How this is reflected by published authors? Obviously diversity is still a major issue.   If you listen to Kit de Waal’s exploration of this in a recent Radio 4 podcast it shows, Where are all the working class writers? Writers beyond the white middle-class are not reflected in bestsellers or awards. And yes, it is also important to talk about regional divides and class, as well as gender and race. Newsflash – they don’t need to be grunting stereotypical tales of northern grit and determination, or plotting angry voices of disillusionment.   Read Kerry Hudson or Lisa McInerney to see that being a female working class writer is worth reading and celebrating.

But more needs to be done to allow new authors the time, money and space to write from a place that explores these margins. Possessing talent is not enough alone, having the social capital to network and get the attention of the agent gatekeepers is a challenge.The hallowed privilege of affording to write and earn money stops most talent dead in its tracks.

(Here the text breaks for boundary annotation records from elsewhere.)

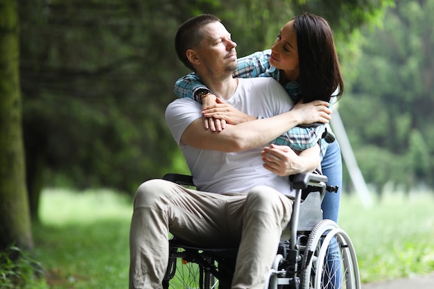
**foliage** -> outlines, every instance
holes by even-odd
[[[433,12],[433,1],[397,1],[381,27],[364,30],[351,67],[358,76],[340,103],[362,170],[380,190],[388,182],[434,184]]]
[[[331,20],[345,15],[345,27],[332,22],[345,34],[376,19],[390,1],[340,0],[327,9],[313,0],[18,2],[35,218],[39,192],[47,185],[131,193],[173,166],[180,151],[164,114],[175,98],[175,80],[189,72],[173,47],[184,21],[205,12],[219,16],[243,55],[268,48],[281,26],[307,9]]]
[[[43,273],[40,264],[17,247],[0,252],[0,289],[44,288]]]

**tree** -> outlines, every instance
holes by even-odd
[[[17,3],[0,3],[0,251],[33,247],[24,177]]]
[[[351,67],[358,75],[340,112],[367,180],[380,190],[387,182],[408,190],[434,184],[433,12],[431,1],[397,1],[381,26],[363,30],[362,53]]]
[[[363,3],[381,10],[389,1]],[[177,161],[180,152],[164,112],[175,98],[175,81],[189,72],[173,49],[182,22],[200,13],[218,15],[243,55],[270,46],[281,26],[302,12],[294,2],[19,0],[33,218],[37,218],[44,186],[105,186],[131,193]],[[363,11],[358,1],[338,2],[348,5],[329,8],[329,19],[342,7]]]

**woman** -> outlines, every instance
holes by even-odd
[[[344,88],[331,29],[324,18],[308,13],[285,24],[271,49],[240,58],[234,75],[241,78],[273,77],[284,86],[295,103],[315,99],[333,103],[342,95]],[[337,90],[338,94],[332,96]],[[194,73],[178,80],[175,93],[202,103],[204,115],[214,117],[205,122],[207,128],[220,130],[225,122],[235,124],[241,119],[260,117],[248,118],[225,103],[216,103],[215,96],[209,94],[209,90]],[[234,118],[236,114],[241,116]],[[324,128],[324,125],[294,128],[276,139],[275,143],[288,146],[295,151],[303,150],[318,141]],[[281,155],[279,148],[272,145],[264,148],[264,153]],[[338,222],[342,186],[340,148],[337,141],[328,143],[323,139],[321,150],[322,173],[327,177],[328,184],[339,187],[337,193],[327,193],[324,197],[322,204],[324,218]]]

What would schools and colleges be without creativity and literacy?  They become hollow halls of educational expectations.  Kids now spend so much time with screens and games, swiping mindlessly in a fog of self-obsession. They are tested and told, and tested again. Streamed and taught, not to think and create, but to imitate. I have a distinct memory in junior school, on a summer’s day. The windows are open in Ms Blands classroom and there was an abandoned car in the playground that the police were due to remove. Joyriders had left it there during the night. We were told to stay away and play on the other side of the asphalt playground marked with neon painted lines.  Perhaps I was 8 years old – like a sponge soaking it up. I couldn’t focus on the story Mrs Bland was reading us about Kings and Queens in the middle ages because the real story was unfolding outside that room. The music blaring (kingston town by the fine young cannibals),the battered car, what it meant to be there in that moment, with the wonderment of danger so close and not acknowledged. That’s what good literature and a creative education inspires: inquisitive questioning and imagination beyond the walls you live in.

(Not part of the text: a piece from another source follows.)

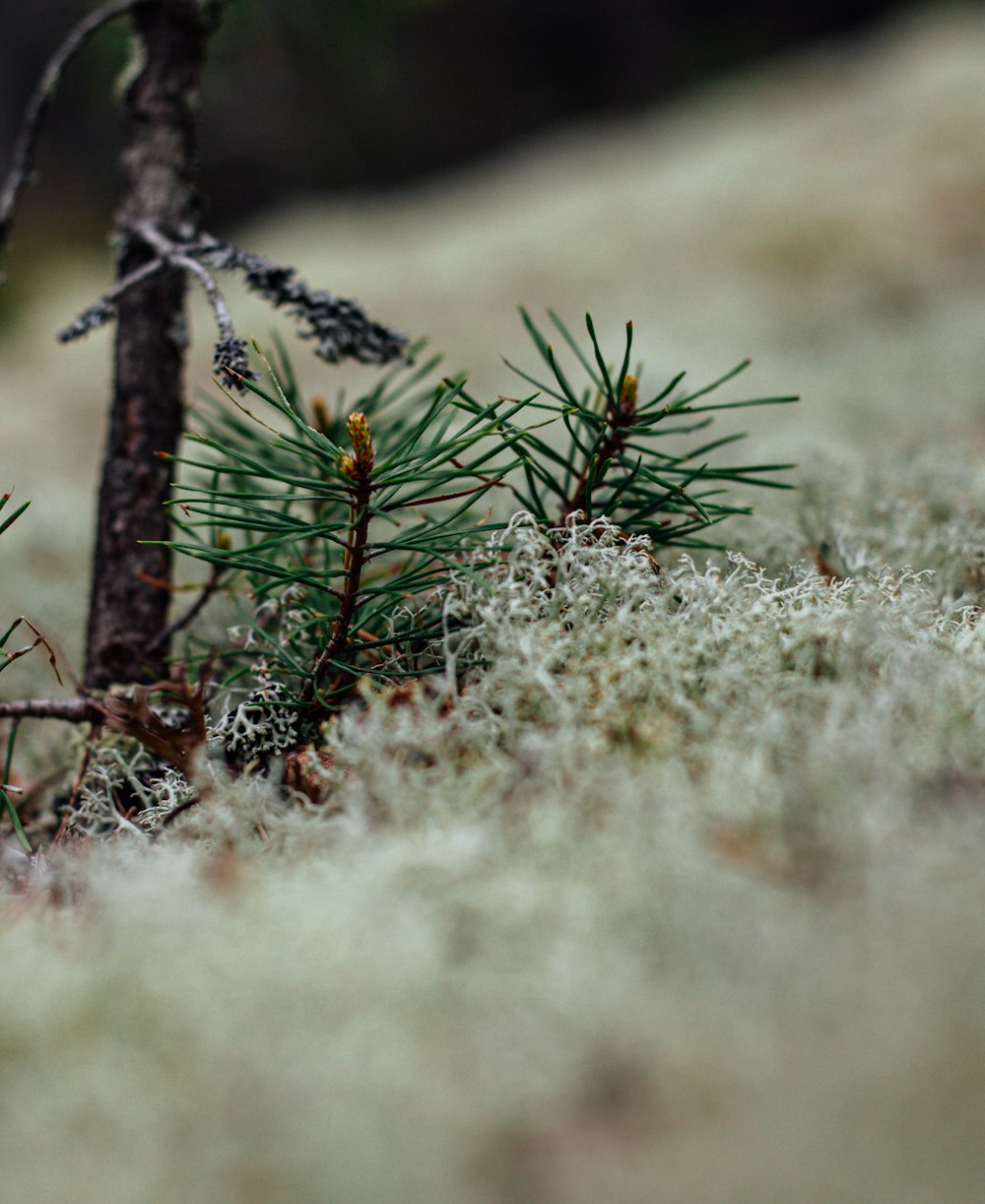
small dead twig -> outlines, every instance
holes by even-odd
[[[171,622],[161,631],[155,641],[149,645],[147,651],[153,656],[155,653],[163,651],[165,648],[170,647],[171,637],[176,636],[179,631],[193,622],[204,610],[208,600],[214,595],[216,590],[222,585],[225,572],[219,565],[212,566],[212,572],[208,574],[208,579],[201,588],[201,592],[195,598],[195,601],[185,610],[172,619]]]
[[[0,702],[0,719],[61,719],[66,724],[101,724],[105,714],[95,698],[17,698]]]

When I was 15 I walked into a library ready to give up, I mean really give up. I really hated school. As a lost teenager, where do you turn? You discover something edgy like Jack Kerouac’s masculine beat-down adventures, Irvine Welsh’s monstrous drug taking anti-heroes and Anne Sexton’s raw poetry like a rare gem in the dust. Hide yourself in music and fanzines, and all the wild literary ideas your favourite bands quote – these weren’t in bookshops, they were in libraries. Here you find the words that make your life real and devour them. Like good friends you met and since marked the shape your life.

As I teenager I read Plath’s Bell Jar and Joan Didion’s essays – I fell in love with America, politics, cultural history and feminism. But I didn’t see my own experience reflected there. It wasn’t in English books like the Famous 5 or the Secret Seven either, or even in any of the Point Horror trash books me and my mates devoured and swapped as keen pre-teen readers.  All written by and about people far removed from my own world.

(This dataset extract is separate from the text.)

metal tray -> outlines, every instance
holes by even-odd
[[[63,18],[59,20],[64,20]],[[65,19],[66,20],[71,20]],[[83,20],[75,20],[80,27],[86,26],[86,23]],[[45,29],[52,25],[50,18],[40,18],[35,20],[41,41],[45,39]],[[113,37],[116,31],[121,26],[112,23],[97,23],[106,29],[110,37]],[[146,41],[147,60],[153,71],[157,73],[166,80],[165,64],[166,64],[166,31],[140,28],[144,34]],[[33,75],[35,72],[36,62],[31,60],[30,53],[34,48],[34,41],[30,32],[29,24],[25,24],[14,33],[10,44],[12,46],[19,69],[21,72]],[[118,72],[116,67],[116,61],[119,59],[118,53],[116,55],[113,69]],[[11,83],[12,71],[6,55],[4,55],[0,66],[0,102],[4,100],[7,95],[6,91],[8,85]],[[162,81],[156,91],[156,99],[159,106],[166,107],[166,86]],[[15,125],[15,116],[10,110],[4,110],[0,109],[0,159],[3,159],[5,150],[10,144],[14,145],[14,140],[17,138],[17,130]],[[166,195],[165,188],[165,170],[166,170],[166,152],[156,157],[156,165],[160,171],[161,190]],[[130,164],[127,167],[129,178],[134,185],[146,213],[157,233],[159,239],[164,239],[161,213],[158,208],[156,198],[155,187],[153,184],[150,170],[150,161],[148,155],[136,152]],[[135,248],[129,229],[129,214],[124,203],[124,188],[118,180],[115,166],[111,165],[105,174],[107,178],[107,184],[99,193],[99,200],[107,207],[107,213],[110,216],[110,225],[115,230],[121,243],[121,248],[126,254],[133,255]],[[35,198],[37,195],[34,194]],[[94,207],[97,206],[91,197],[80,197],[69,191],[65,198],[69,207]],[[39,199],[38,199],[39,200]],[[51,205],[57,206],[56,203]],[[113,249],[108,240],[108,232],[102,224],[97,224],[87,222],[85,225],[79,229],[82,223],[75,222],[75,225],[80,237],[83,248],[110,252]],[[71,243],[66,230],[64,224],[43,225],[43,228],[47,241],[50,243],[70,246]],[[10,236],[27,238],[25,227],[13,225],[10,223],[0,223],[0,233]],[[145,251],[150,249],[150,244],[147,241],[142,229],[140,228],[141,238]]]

I am sat in Bromley Library writing this – contrary to my belief, it is not the quiet place of reflection I was seeking. Every computer is taken and there is man talking loudly on his phone. A man three chairs down from me loudly opens a packet of crisps and starts munching handfuls of them between deep breaths as he studies his books. I wonder if I can say ‘SSSSHHH’?  Is that even allowed? 10 minutes later 20 adults arrive with a variety of bundled babies and toddlers who start assembling in the children’s area for story-time. THEY HAVE INSTRUMENTS! IT GETS VERY LOUD! Although I came here to write – I am still writing yet surrounded by comforting sounds. People use and appreciate this Library. Its shelves are stacked and busy. They apply for jobs on the computer, tapping away on blank pages and writing emails. Retirees, students and writers avoiding the cold and enjoying the warmth here. I value this place for what it is and what it represents; opportunity.

Books are not always escapism, like all good art they helps us find meaning and answers in otherwise unreal times. And that is life-saving.